“So flee youthful passions and pursue righteousness, faith, love, and peace, along with those who call on the Lord from a pure heart.” —2 Timothy 2:22

October 2024

Notable dates & events

October 3rd is the first day of the Jewish month of Tishrei. According to the Bible, this is the first day of the seventh month, on which we are to celebrate the Feast of Trumpets, or “Yom HaTeruah”. The real start of the year is on the first day of the first month (Nisan), however, over the centuries, the first of Tishrei has been adopted as the Jewish new year and is known as Rosh Hashanah. How did the Feast of Trumpets become Rosh hashanah?

October 3rd – 12th are known as the Ten Days of Awe. They are the time when Jewish people prepare their hearts for the holiest day of the Jewish calendar: The Day of Atonement. 

October 12th is the Day of Atonement, or Yom Kippur. Starting at sunset the evening before, the whole country grinds to a complete stop for 25 hours until sunset on Saturday. Most roads are empty as Israelis spend the day in fasting and contemplation. It’s a “Do-Nothing Day”—when it comes to atonement, Jesus, our high priest, did it all.

October 17th is the first day of the Feast of Tabernacles this year, or “Sukkot” in Hebrew, again starting the evening before. God commanded His people to build temporary shelters and celebrate in for them in a week, to remember the time of wandering through the desert with Him. It is traditional to invite guests to feast with you in your “sukkah” and it’s a time of great rejoicing! 

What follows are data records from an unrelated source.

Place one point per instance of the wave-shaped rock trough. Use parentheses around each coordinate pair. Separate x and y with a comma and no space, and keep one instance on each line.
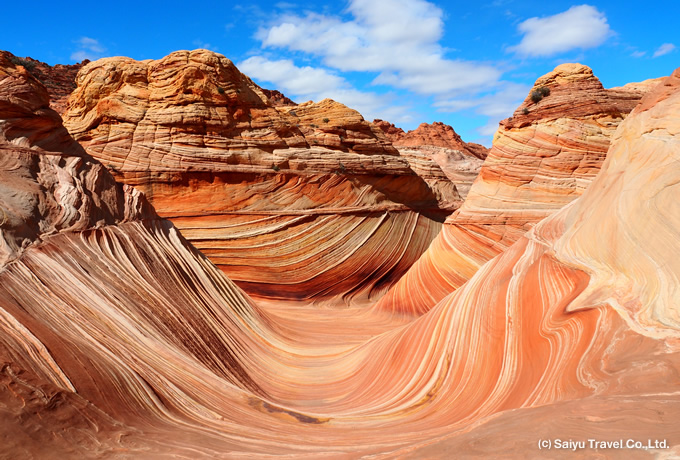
(120,340)
(315,191)
(543,157)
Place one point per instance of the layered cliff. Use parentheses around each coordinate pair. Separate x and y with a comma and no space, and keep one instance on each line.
(119,340)
(59,80)
(291,202)
(439,152)
(542,158)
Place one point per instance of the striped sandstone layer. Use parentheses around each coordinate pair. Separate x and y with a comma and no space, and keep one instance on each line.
(122,341)
(292,202)
(437,149)
(542,158)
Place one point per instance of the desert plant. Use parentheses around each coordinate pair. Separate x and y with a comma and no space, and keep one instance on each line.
(28,65)
(539,93)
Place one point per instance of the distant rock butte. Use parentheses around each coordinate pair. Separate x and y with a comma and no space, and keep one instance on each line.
(119,340)
(542,158)
(276,195)
(437,146)
(59,80)
(277,98)
(436,134)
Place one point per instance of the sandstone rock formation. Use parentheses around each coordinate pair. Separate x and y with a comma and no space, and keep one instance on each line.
(437,152)
(542,158)
(120,340)
(59,80)
(291,202)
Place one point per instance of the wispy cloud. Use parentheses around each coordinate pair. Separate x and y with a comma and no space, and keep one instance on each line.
(580,26)
(399,42)
(313,83)
(198,43)
(88,48)
(496,106)
(664,49)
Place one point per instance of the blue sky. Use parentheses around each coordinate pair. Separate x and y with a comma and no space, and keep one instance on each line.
(466,63)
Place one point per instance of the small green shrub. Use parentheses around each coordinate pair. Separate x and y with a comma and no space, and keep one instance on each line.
(539,93)
(28,65)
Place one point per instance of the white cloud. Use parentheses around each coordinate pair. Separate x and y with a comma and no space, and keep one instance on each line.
(497,105)
(396,38)
(310,83)
(580,26)
(88,48)
(664,49)
(198,43)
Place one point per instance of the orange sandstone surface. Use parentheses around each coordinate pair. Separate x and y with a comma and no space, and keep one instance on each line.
(292,202)
(118,339)
(439,150)
(542,158)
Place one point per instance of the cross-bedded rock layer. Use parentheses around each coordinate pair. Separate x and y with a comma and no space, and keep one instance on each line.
(119,340)
(437,151)
(292,202)
(542,158)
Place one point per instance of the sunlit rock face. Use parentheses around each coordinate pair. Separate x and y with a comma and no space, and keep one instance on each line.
(293,202)
(542,158)
(438,151)
(119,340)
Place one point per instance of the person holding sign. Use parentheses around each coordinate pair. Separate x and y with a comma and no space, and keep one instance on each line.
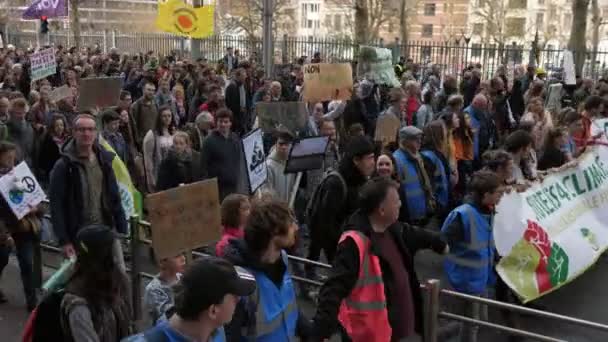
(84,190)
(21,234)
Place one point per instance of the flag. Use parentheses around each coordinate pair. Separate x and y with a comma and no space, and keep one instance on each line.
(174,16)
(48,8)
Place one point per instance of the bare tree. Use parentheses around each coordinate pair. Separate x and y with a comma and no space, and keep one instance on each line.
(250,16)
(577,43)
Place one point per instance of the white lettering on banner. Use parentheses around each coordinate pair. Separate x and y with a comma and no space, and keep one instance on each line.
(554,231)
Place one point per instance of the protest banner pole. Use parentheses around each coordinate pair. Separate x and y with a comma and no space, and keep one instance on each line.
(267,43)
(294,190)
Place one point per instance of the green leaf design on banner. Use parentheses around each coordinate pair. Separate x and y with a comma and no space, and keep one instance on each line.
(519,267)
(558,265)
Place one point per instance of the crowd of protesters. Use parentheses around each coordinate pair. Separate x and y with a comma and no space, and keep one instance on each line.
(462,143)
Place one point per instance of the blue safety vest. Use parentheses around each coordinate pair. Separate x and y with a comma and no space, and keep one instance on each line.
(440,179)
(469,265)
(411,186)
(276,309)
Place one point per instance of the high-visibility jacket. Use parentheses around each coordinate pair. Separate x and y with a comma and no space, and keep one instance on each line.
(441,179)
(411,186)
(364,314)
(276,313)
(469,264)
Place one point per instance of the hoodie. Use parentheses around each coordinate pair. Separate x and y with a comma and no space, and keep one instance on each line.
(279,183)
(68,189)
(239,254)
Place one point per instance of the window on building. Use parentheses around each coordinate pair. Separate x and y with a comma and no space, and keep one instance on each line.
(427,30)
(515,27)
(429,9)
(476,50)
(338,22)
(518,4)
(478,29)
(540,20)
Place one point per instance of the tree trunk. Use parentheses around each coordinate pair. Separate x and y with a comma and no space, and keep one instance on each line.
(595,36)
(75,22)
(403,27)
(361,22)
(577,34)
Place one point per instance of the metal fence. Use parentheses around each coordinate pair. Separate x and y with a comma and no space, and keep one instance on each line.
(451,56)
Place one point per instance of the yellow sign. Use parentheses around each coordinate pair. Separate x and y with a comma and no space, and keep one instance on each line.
(175,16)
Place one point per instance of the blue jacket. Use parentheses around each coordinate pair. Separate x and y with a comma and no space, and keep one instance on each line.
(441,180)
(411,187)
(469,266)
(66,194)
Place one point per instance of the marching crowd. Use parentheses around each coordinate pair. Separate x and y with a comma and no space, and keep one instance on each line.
(463,142)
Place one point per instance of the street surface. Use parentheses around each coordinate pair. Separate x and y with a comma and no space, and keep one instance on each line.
(585,298)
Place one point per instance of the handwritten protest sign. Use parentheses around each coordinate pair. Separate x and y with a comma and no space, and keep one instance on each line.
(255,160)
(43,64)
(387,127)
(377,64)
(554,231)
(324,82)
(184,218)
(21,190)
(291,115)
(61,93)
(99,92)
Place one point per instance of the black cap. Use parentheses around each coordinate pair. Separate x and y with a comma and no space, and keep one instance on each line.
(217,277)
(95,238)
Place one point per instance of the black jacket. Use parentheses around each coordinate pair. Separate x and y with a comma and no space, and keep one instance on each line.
(174,171)
(239,254)
(345,270)
(66,195)
(221,157)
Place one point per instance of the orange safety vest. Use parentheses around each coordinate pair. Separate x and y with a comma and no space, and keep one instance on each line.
(363,314)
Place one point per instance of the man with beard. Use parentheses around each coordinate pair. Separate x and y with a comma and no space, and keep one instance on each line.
(271,312)
(145,113)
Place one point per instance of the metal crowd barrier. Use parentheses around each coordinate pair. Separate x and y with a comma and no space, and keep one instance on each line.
(431,288)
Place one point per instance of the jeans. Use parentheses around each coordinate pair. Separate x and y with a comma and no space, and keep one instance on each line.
(25,245)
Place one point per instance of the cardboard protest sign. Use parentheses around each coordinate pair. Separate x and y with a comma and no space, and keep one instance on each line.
(61,93)
(377,64)
(307,154)
(291,115)
(324,82)
(184,218)
(43,64)
(569,72)
(21,190)
(387,127)
(554,231)
(99,92)
(255,160)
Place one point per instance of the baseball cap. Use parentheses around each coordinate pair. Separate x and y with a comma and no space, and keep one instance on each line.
(409,132)
(217,277)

October 23rd Sukkot is a week-long feast with the seventh day known as “Hoshana Rabba”, or a request for a “Great Salvation”. Jesus stood up and made an important announcement at this time, on The Last and Greatest Day of the Feast 

October 24th has a bonus eighth day at the end known as “Shemini Atzeret” which means the “Eighth Day of the Assembly”. 

October 24th is also known as Simchat Torah, when the Torah reading cycle restarts again. There is great rejoicing with Torah scrolls in the streets. Jewish people all over the world read a portion of the Torah together each week, starting now in Genesis and slowly working through all five books to end with Deuteronomy next September. The “Hafterah” is a portion from the prophets which accompanies the Torah portion, and so throughout the year a lot of ground is covered. Do you have a good system for reading through your Bible

October 31st is significant for a couple of reasons, both of which being somewhat controversial. The first is the anniversary of Reformation, kicked off by Martin Luther. His “95 Theses” are famous for bringing much needed change to the body of Messiah, but his later writings became increasingly hateful towards the Jewish people. The second is Halloween, which is hard to avoid in many countries, but choosing how to respond is an important thing for believers to consider: Fear No Evil.